The Legacy of Resistance

08/03/2009 4:00 AM |



When asked why he thinks the U.S. has such a sizable prison population, Rigo 23 said, “I think there’s a national narrative that’s very much built on winning. So there’s a place to win, and there’s a place to lose, but there’s not a lot of space in between… there’s not much flexibility.”

Rigo 23 (whose real name is Ricardo Gouveia) was born in Madeira, Portugal, in 1966, the year before Douglas was to begin work on The Black Panther. At the New Museum on July 23, Rigo 23 introduced Douglas’s lecture, noting that the former minister of culture was an early influence on his work. He mentioned that he was “touched by the legacy of the history of resistance,” and suggested the reason the Panthers were respected internationally is because they weren’t solely focused on domestic politics–instead, they looked outside their own borders and forged relationships with anti-colonial movements in Africa, Asia, and Latin America.

The two other exhibitions currently featured at the New Museum also refer to international politics and resistance to mass culture: David Goldblatt focuses on the legacy of apartheid in South Africa, while Dorothy Iannone engages with female sexuality. The problem with this ambitious grouping is that all four artists represent some form of 1960s radicalism, but they only loosely fit together. The curation seems forced, because it is.

When asked why Douglas’s work was being shown now, Hoptman explained: “Right now is a great time to look back to the history of the struggles that came out of the civil rights era, specifically because of the change in regime in Washington, D.C., of course.”

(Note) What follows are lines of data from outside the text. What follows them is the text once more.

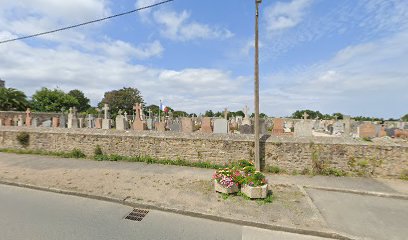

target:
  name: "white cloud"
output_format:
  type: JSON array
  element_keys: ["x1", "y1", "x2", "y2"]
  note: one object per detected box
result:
[
  {"x1": 135, "y1": 0, "x2": 233, "y2": 41},
  {"x1": 264, "y1": 0, "x2": 312, "y2": 32}
]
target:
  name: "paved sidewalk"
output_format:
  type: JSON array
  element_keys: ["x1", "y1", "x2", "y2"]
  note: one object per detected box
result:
[{"x1": 0, "y1": 153, "x2": 408, "y2": 239}]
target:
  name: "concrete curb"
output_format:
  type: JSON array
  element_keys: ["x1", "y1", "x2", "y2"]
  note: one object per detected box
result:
[
  {"x1": 0, "y1": 180, "x2": 361, "y2": 240},
  {"x1": 303, "y1": 186, "x2": 408, "y2": 200}
]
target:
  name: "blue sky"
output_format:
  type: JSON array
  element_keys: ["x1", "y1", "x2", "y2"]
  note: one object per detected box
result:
[{"x1": 0, "y1": 0, "x2": 408, "y2": 118}]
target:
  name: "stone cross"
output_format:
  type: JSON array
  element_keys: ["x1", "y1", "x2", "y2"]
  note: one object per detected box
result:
[
  {"x1": 26, "y1": 108, "x2": 31, "y2": 118},
  {"x1": 133, "y1": 103, "x2": 143, "y2": 121},
  {"x1": 102, "y1": 103, "x2": 109, "y2": 119},
  {"x1": 303, "y1": 112, "x2": 309, "y2": 120},
  {"x1": 244, "y1": 106, "x2": 249, "y2": 118},
  {"x1": 224, "y1": 108, "x2": 229, "y2": 119}
]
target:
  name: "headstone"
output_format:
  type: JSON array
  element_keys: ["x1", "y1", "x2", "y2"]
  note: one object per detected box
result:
[
  {"x1": 133, "y1": 103, "x2": 147, "y2": 131},
  {"x1": 272, "y1": 118, "x2": 285, "y2": 135},
  {"x1": 31, "y1": 117, "x2": 40, "y2": 127},
  {"x1": 86, "y1": 114, "x2": 95, "y2": 128},
  {"x1": 239, "y1": 124, "x2": 254, "y2": 134},
  {"x1": 4, "y1": 117, "x2": 13, "y2": 127},
  {"x1": 78, "y1": 117, "x2": 85, "y2": 128},
  {"x1": 242, "y1": 106, "x2": 251, "y2": 125},
  {"x1": 154, "y1": 122, "x2": 166, "y2": 132},
  {"x1": 59, "y1": 113, "x2": 67, "y2": 128},
  {"x1": 41, "y1": 120, "x2": 52, "y2": 127},
  {"x1": 343, "y1": 115, "x2": 351, "y2": 137},
  {"x1": 17, "y1": 115, "x2": 24, "y2": 127},
  {"x1": 357, "y1": 123, "x2": 376, "y2": 138},
  {"x1": 52, "y1": 117, "x2": 59, "y2": 128},
  {"x1": 295, "y1": 121, "x2": 313, "y2": 137},
  {"x1": 224, "y1": 108, "x2": 229, "y2": 120},
  {"x1": 200, "y1": 117, "x2": 213, "y2": 133},
  {"x1": 115, "y1": 110, "x2": 127, "y2": 130},
  {"x1": 102, "y1": 103, "x2": 112, "y2": 129},
  {"x1": 333, "y1": 121, "x2": 344, "y2": 136},
  {"x1": 181, "y1": 117, "x2": 193, "y2": 133},
  {"x1": 168, "y1": 121, "x2": 181, "y2": 132},
  {"x1": 26, "y1": 108, "x2": 32, "y2": 127},
  {"x1": 214, "y1": 119, "x2": 229, "y2": 133},
  {"x1": 95, "y1": 118, "x2": 102, "y2": 129},
  {"x1": 68, "y1": 107, "x2": 78, "y2": 128}
]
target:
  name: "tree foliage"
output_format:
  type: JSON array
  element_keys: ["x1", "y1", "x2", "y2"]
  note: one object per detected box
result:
[
  {"x1": 0, "y1": 88, "x2": 29, "y2": 111},
  {"x1": 31, "y1": 88, "x2": 79, "y2": 112},
  {"x1": 98, "y1": 87, "x2": 144, "y2": 114},
  {"x1": 68, "y1": 89, "x2": 91, "y2": 112}
]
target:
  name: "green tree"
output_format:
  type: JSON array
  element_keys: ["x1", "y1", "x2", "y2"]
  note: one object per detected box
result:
[
  {"x1": 68, "y1": 89, "x2": 91, "y2": 112},
  {"x1": 0, "y1": 88, "x2": 29, "y2": 111},
  {"x1": 31, "y1": 88, "x2": 79, "y2": 112},
  {"x1": 98, "y1": 87, "x2": 146, "y2": 116}
]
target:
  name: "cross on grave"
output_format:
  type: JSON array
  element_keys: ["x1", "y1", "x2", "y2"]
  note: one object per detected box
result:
[
  {"x1": 243, "y1": 106, "x2": 249, "y2": 118},
  {"x1": 147, "y1": 108, "x2": 152, "y2": 118},
  {"x1": 102, "y1": 103, "x2": 109, "y2": 119},
  {"x1": 224, "y1": 108, "x2": 229, "y2": 119},
  {"x1": 133, "y1": 103, "x2": 143, "y2": 121},
  {"x1": 26, "y1": 108, "x2": 31, "y2": 118},
  {"x1": 303, "y1": 112, "x2": 309, "y2": 120}
]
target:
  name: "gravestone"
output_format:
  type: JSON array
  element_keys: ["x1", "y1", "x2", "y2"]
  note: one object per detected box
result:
[
  {"x1": 86, "y1": 114, "x2": 95, "y2": 128},
  {"x1": 78, "y1": 117, "x2": 85, "y2": 128},
  {"x1": 26, "y1": 108, "x2": 32, "y2": 127},
  {"x1": 343, "y1": 115, "x2": 351, "y2": 137},
  {"x1": 31, "y1": 117, "x2": 40, "y2": 127},
  {"x1": 115, "y1": 110, "x2": 127, "y2": 130},
  {"x1": 59, "y1": 113, "x2": 67, "y2": 128},
  {"x1": 102, "y1": 103, "x2": 112, "y2": 129},
  {"x1": 133, "y1": 103, "x2": 147, "y2": 131},
  {"x1": 68, "y1": 107, "x2": 78, "y2": 129},
  {"x1": 52, "y1": 117, "x2": 59, "y2": 128},
  {"x1": 295, "y1": 122, "x2": 313, "y2": 137},
  {"x1": 154, "y1": 122, "x2": 166, "y2": 132},
  {"x1": 95, "y1": 118, "x2": 102, "y2": 129},
  {"x1": 242, "y1": 106, "x2": 251, "y2": 125},
  {"x1": 239, "y1": 124, "x2": 254, "y2": 134},
  {"x1": 200, "y1": 117, "x2": 212, "y2": 133},
  {"x1": 181, "y1": 117, "x2": 193, "y2": 133},
  {"x1": 17, "y1": 115, "x2": 24, "y2": 127},
  {"x1": 259, "y1": 118, "x2": 268, "y2": 134},
  {"x1": 4, "y1": 117, "x2": 13, "y2": 127},
  {"x1": 333, "y1": 121, "x2": 344, "y2": 136},
  {"x1": 41, "y1": 120, "x2": 52, "y2": 128},
  {"x1": 272, "y1": 118, "x2": 285, "y2": 135},
  {"x1": 357, "y1": 123, "x2": 376, "y2": 138},
  {"x1": 214, "y1": 119, "x2": 229, "y2": 133}
]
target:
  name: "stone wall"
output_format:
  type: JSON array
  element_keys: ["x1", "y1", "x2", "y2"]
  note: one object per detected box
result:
[{"x1": 0, "y1": 127, "x2": 408, "y2": 177}]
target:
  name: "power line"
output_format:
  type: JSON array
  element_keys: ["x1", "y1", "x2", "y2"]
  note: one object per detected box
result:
[{"x1": 0, "y1": 0, "x2": 174, "y2": 44}]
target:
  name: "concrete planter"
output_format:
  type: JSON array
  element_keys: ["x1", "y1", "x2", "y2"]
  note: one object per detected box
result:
[
  {"x1": 241, "y1": 184, "x2": 268, "y2": 198},
  {"x1": 214, "y1": 180, "x2": 239, "y2": 194}
]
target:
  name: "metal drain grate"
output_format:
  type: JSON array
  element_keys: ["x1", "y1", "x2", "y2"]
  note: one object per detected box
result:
[{"x1": 125, "y1": 208, "x2": 149, "y2": 222}]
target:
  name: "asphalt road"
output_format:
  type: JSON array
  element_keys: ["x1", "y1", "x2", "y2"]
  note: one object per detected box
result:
[
  {"x1": 0, "y1": 185, "x2": 332, "y2": 240},
  {"x1": 307, "y1": 189, "x2": 408, "y2": 240}
]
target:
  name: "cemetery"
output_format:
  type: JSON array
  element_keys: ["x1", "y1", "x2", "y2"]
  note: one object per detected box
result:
[{"x1": 0, "y1": 103, "x2": 408, "y2": 178}]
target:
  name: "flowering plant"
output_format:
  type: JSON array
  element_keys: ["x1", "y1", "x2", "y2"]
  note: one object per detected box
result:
[{"x1": 212, "y1": 168, "x2": 241, "y2": 188}]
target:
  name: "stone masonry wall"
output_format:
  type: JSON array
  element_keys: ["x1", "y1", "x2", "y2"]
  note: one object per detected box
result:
[{"x1": 0, "y1": 127, "x2": 408, "y2": 177}]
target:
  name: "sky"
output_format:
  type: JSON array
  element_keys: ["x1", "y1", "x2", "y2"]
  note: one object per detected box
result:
[{"x1": 0, "y1": 0, "x2": 408, "y2": 118}]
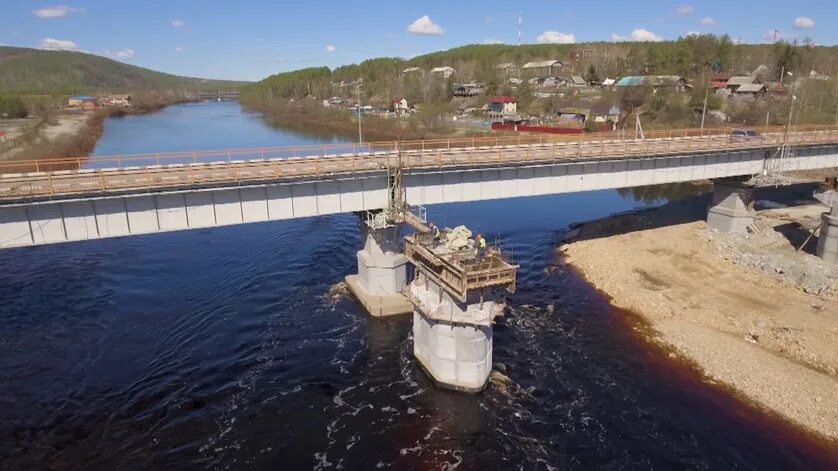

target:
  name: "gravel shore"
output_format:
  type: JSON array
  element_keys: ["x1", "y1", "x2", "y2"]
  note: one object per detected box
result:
[{"x1": 560, "y1": 189, "x2": 838, "y2": 441}]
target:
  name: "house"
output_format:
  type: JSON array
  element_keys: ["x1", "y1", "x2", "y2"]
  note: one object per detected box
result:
[
  {"x1": 539, "y1": 77, "x2": 567, "y2": 87},
  {"x1": 809, "y1": 70, "x2": 829, "y2": 80},
  {"x1": 733, "y1": 83, "x2": 766, "y2": 99},
  {"x1": 393, "y1": 96, "x2": 410, "y2": 113},
  {"x1": 431, "y1": 66, "x2": 456, "y2": 79},
  {"x1": 616, "y1": 75, "x2": 692, "y2": 93},
  {"x1": 567, "y1": 75, "x2": 588, "y2": 88},
  {"x1": 725, "y1": 75, "x2": 762, "y2": 92},
  {"x1": 99, "y1": 95, "x2": 131, "y2": 108},
  {"x1": 67, "y1": 95, "x2": 97, "y2": 109},
  {"x1": 710, "y1": 72, "x2": 730, "y2": 90},
  {"x1": 495, "y1": 62, "x2": 519, "y2": 75},
  {"x1": 489, "y1": 96, "x2": 518, "y2": 116},
  {"x1": 522, "y1": 60, "x2": 564, "y2": 76},
  {"x1": 591, "y1": 104, "x2": 620, "y2": 123},
  {"x1": 453, "y1": 82, "x2": 486, "y2": 97}
]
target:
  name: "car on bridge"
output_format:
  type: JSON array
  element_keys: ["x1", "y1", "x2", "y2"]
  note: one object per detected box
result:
[{"x1": 730, "y1": 129, "x2": 762, "y2": 142}]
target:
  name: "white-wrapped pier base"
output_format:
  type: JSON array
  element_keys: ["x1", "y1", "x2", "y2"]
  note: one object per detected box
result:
[{"x1": 405, "y1": 230, "x2": 516, "y2": 392}]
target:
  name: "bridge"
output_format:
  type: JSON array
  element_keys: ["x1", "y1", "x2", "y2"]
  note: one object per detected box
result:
[
  {"x1": 0, "y1": 127, "x2": 838, "y2": 390},
  {"x1": 198, "y1": 90, "x2": 239, "y2": 100}
]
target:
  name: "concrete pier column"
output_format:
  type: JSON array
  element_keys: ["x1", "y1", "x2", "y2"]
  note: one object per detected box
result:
[
  {"x1": 346, "y1": 218, "x2": 413, "y2": 317},
  {"x1": 707, "y1": 179, "x2": 756, "y2": 233},
  {"x1": 410, "y1": 273, "x2": 504, "y2": 392},
  {"x1": 815, "y1": 191, "x2": 838, "y2": 264}
]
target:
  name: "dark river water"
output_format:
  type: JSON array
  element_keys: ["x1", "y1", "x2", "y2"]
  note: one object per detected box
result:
[{"x1": 0, "y1": 103, "x2": 838, "y2": 470}]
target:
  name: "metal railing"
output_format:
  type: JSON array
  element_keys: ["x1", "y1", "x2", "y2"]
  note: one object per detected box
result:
[{"x1": 0, "y1": 126, "x2": 838, "y2": 199}]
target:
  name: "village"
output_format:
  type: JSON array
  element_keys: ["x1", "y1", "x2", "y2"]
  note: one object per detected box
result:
[{"x1": 322, "y1": 53, "x2": 830, "y2": 134}]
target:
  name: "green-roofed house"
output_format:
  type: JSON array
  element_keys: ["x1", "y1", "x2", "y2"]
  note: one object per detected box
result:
[{"x1": 616, "y1": 75, "x2": 692, "y2": 93}]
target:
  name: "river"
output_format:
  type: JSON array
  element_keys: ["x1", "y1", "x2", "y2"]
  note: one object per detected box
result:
[{"x1": 0, "y1": 102, "x2": 835, "y2": 470}]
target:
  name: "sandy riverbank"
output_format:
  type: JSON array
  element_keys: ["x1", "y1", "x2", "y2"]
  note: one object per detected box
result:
[
  {"x1": 0, "y1": 112, "x2": 105, "y2": 160},
  {"x1": 561, "y1": 186, "x2": 838, "y2": 441}
]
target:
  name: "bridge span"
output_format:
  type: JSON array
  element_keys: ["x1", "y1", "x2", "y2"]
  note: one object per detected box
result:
[
  {"x1": 0, "y1": 128, "x2": 838, "y2": 248},
  {"x1": 0, "y1": 128, "x2": 838, "y2": 391}
]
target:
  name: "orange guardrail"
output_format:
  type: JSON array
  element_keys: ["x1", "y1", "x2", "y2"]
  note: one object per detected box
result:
[
  {"x1": 0, "y1": 125, "x2": 836, "y2": 174},
  {"x1": 0, "y1": 126, "x2": 838, "y2": 200}
]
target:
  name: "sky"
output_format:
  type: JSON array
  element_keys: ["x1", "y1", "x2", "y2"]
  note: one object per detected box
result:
[{"x1": 0, "y1": 0, "x2": 838, "y2": 80}]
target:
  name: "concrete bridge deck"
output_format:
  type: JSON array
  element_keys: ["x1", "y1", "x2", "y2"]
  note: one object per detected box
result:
[
  {"x1": 0, "y1": 128, "x2": 838, "y2": 202},
  {"x1": 0, "y1": 128, "x2": 838, "y2": 248}
]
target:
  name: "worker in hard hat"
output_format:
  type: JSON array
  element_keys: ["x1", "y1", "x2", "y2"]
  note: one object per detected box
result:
[
  {"x1": 474, "y1": 234, "x2": 486, "y2": 257},
  {"x1": 428, "y1": 223, "x2": 442, "y2": 247}
]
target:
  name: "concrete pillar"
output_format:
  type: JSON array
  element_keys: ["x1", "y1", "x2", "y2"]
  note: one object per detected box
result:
[
  {"x1": 346, "y1": 222, "x2": 413, "y2": 317},
  {"x1": 817, "y1": 214, "x2": 838, "y2": 265},
  {"x1": 707, "y1": 179, "x2": 756, "y2": 233},
  {"x1": 410, "y1": 273, "x2": 505, "y2": 392},
  {"x1": 815, "y1": 191, "x2": 838, "y2": 264}
]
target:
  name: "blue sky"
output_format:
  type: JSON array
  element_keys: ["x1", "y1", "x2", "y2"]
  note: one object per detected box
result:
[{"x1": 0, "y1": 0, "x2": 838, "y2": 80}]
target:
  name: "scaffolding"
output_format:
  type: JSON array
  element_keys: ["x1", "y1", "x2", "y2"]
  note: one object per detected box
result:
[{"x1": 404, "y1": 232, "x2": 518, "y2": 302}]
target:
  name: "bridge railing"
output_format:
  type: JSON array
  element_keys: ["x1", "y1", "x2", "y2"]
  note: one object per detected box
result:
[
  {"x1": 0, "y1": 126, "x2": 836, "y2": 174},
  {"x1": 0, "y1": 127, "x2": 838, "y2": 199}
]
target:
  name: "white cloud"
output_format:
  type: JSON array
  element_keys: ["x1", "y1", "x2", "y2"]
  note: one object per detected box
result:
[
  {"x1": 675, "y1": 5, "x2": 695, "y2": 15},
  {"x1": 32, "y1": 5, "x2": 81, "y2": 18},
  {"x1": 762, "y1": 29, "x2": 794, "y2": 43},
  {"x1": 38, "y1": 38, "x2": 79, "y2": 51},
  {"x1": 794, "y1": 16, "x2": 815, "y2": 29},
  {"x1": 535, "y1": 31, "x2": 576, "y2": 44},
  {"x1": 407, "y1": 15, "x2": 445, "y2": 36},
  {"x1": 114, "y1": 48, "x2": 135, "y2": 59},
  {"x1": 611, "y1": 28, "x2": 663, "y2": 42}
]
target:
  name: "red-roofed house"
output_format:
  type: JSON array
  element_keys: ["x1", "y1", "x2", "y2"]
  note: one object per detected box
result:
[
  {"x1": 489, "y1": 96, "x2": 518, "y2": 115},
  {"x1": 393, "y1": 96, "x2": 410, "y2": 113}
]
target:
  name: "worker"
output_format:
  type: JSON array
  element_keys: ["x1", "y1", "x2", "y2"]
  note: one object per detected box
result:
[
  {"x1": 428, "y1": 223, "x2": 442, "y2": 247},
  {"x1": 474, "y1": 234, "x2": 486, "y2": 257}
]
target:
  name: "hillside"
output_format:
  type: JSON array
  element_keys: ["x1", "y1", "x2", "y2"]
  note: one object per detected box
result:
[
  {"x1": 0, "y1": 46, "x2": 243, "y2": 95},
  {"x1": 240, "y1": 35, "x2": 838, "y2": 133}
]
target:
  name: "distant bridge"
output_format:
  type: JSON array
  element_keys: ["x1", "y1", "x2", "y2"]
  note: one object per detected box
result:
[
  {"x1": 0, "y1": 127, "x2": 838, "y2": 248},
  {"x1": 198, "y1": 90, "x2": 239, "y2": 100}
]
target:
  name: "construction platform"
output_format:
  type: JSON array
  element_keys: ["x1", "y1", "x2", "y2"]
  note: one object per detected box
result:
[{"x1": 404, "y1": 226, "x2": 518, "y2": 392}]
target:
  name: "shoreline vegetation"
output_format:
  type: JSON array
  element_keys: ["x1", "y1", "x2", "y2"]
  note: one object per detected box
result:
[
  {"x1": 0, "y1": 91, "x2": 199, "y2": 161},
  {"x1": 240, "y1": 99, "x2": 485, "y2": 142}
]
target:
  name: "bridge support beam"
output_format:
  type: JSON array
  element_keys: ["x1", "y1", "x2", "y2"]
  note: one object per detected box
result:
[
  {"x1": 346, "y1": 221, "x2": 413, "y2": 317},
  {"x1": 815, "y1": 191, "x2": 838, "y2": 264},
  {"x1": 410, "y1": 272, "x2": 504, "y2": 392},
  {"x1": 707, "y1": 179, "x2": 756, "y2": 233}
]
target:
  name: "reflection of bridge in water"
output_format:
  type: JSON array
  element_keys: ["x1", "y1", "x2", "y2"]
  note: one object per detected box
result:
[{"x1": 0, "y1": 124, "x2": 838, "y2": 390}]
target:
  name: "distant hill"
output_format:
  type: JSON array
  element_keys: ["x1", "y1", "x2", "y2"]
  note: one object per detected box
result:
[{"x1": 0, "y1": 46, "x2": 245, "y2": 95}]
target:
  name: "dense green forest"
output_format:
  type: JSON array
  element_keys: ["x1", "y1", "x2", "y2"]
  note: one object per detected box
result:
[
  {"x1": 241, "y1": 35, "x2": 838, "y2": 131},
  {"x1": 0, "y1": 46, "x2": 243, "y2": 95}
]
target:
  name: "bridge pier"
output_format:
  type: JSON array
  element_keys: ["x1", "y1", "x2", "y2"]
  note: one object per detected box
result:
[
  {"x1": 815, "y1": 191, "x2": 838, "y2": 264},
  {"x1": 346, "y1": 214, "x2": 413, "y2": 317},
  {"x1": 410, "y1": 272, "x2": 504, "y2": 392},
  {"x1": 707, "y1": 178, "x2": 756, "y2": 233}
]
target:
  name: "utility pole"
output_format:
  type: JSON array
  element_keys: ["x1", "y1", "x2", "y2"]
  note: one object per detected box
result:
[{"x1": 355, "y1": 83, "x2": 364, "y2": 144}]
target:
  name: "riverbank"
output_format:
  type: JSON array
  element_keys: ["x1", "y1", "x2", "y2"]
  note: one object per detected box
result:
[
  {"x1": 561, "y1": 187, "x2": 838, "y2": 441},
  {"x1": 0, "y1": 94, "x2": 200, "y2": 164},
  {"x1": 242, "y1": 96, "x2": 497, "y2": 141}
]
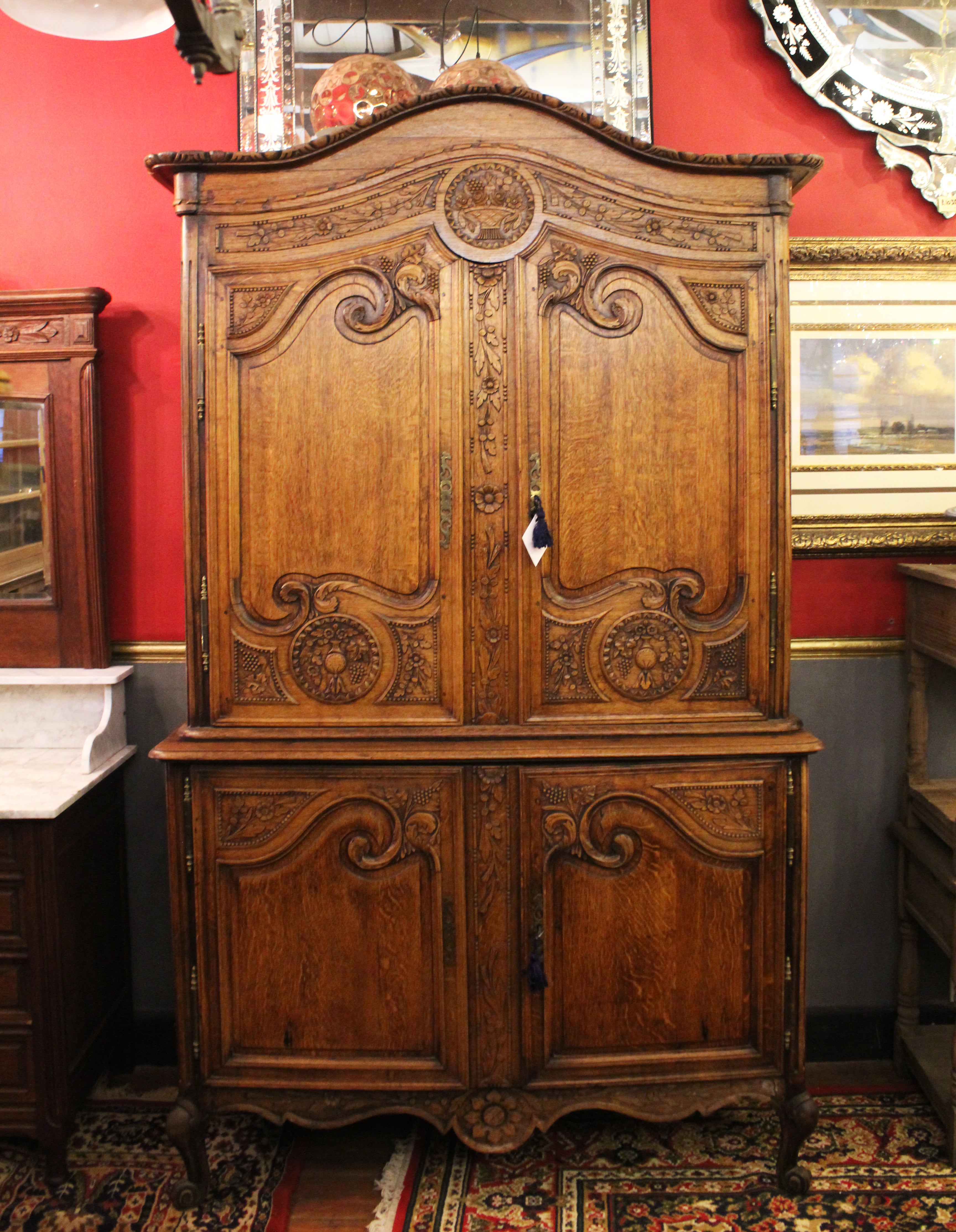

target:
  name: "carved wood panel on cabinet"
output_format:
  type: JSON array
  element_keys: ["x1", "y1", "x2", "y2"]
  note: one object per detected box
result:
[
  {"x1": 193, "y1": 769, "x2": 467, "y2": 1088},
  {"x1": 521, "y1": 763, "x2": 786, "y2": 1087}
]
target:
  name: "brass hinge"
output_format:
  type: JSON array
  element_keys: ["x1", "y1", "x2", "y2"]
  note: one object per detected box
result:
[
  {"x1": 770, "y1": 573, "x2": 777, "y2": 668},
  {"x1": 196, "y1": 324, "x2": 206, "y2": 419},
  {"x1": 770, "y1": 312, "x2": 777, "y2": 411},
  {"x1": 199, "y1": 573, "x2": 209, "y2": 672}
]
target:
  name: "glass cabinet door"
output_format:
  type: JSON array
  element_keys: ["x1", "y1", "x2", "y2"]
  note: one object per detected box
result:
[{"x1": 0, "y1": 398, "x2": 52, "y2": 599}]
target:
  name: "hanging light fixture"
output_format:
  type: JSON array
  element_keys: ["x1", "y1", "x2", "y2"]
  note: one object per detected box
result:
[{"x1": 0, "y1": 0, "x2": 173, "y2": 40}]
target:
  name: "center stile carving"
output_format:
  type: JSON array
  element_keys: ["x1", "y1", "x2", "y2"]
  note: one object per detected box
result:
[{"x1": 468, "y1": 265, "x2": 509, "y2": 723}]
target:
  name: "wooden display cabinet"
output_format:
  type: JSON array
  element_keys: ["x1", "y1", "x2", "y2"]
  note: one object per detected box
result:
[
  {"x1": 0, "y1": 287, "x2": 110, "y2": 668},
  {"x1": 148, "y1": 89, "x2": 819, "y2": 1205}
]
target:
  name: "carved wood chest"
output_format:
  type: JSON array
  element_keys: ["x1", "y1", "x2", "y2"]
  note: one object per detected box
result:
[{"x1": 149, "y1": 89, "x2": 818, "y2": 1205}]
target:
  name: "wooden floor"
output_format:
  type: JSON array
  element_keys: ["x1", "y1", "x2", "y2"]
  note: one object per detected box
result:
[{"x1": 290, "y1": 1061, "x2": 899, "y2": 1232}]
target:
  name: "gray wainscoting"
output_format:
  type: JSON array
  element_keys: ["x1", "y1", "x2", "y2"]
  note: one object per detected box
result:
[{"x1": 126, "y1": 656, "x2": 956, "y2": 1018}]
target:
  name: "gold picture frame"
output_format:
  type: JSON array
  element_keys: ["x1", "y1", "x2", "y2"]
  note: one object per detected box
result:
[{"x1": 790, "y1": 238, "x2": 956, "y2": 557}]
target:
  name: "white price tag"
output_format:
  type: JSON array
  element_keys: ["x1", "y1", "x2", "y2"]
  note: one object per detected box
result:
[{"x1": 521, "y1": 514, "x2": 547, "y2": 568}]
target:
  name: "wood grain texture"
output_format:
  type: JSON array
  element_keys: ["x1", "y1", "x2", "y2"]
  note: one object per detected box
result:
[{"x1": 153, "y1": 91, "x2": 819, "y2": 1196}]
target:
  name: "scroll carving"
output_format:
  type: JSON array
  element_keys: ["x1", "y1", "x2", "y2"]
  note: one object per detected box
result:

The “of course,” though, is what is troubling. Are we really able to look back from a distance, now that Barack Obama is President? Is the New Museum just pandering to an audience that wants to be reassured by art that is post-colonial, post-race, and, ultimately, post-guilt?

Douglas said: “The challenges are still the same, but you may have some now who… think that we’ve turned the page, when we haven’t finished the page that we’re on.”

So how can political artists maintain their voice in the age of Obama, in which the President is depicted as Superman on t-shirts and posters worldwide, or as the personification of hope in Shepard Fairey’s work?

Rigo 23 said, “When Obama got elected President he finished his speech by saying, ‘God Bless America.’ And I think as long as United States citizens think that God should bless their country in particular, we’re not going to go anywhere.” He continued, “I think that political artists working in the United States have to see themselves as political artists living on planet Earth first.”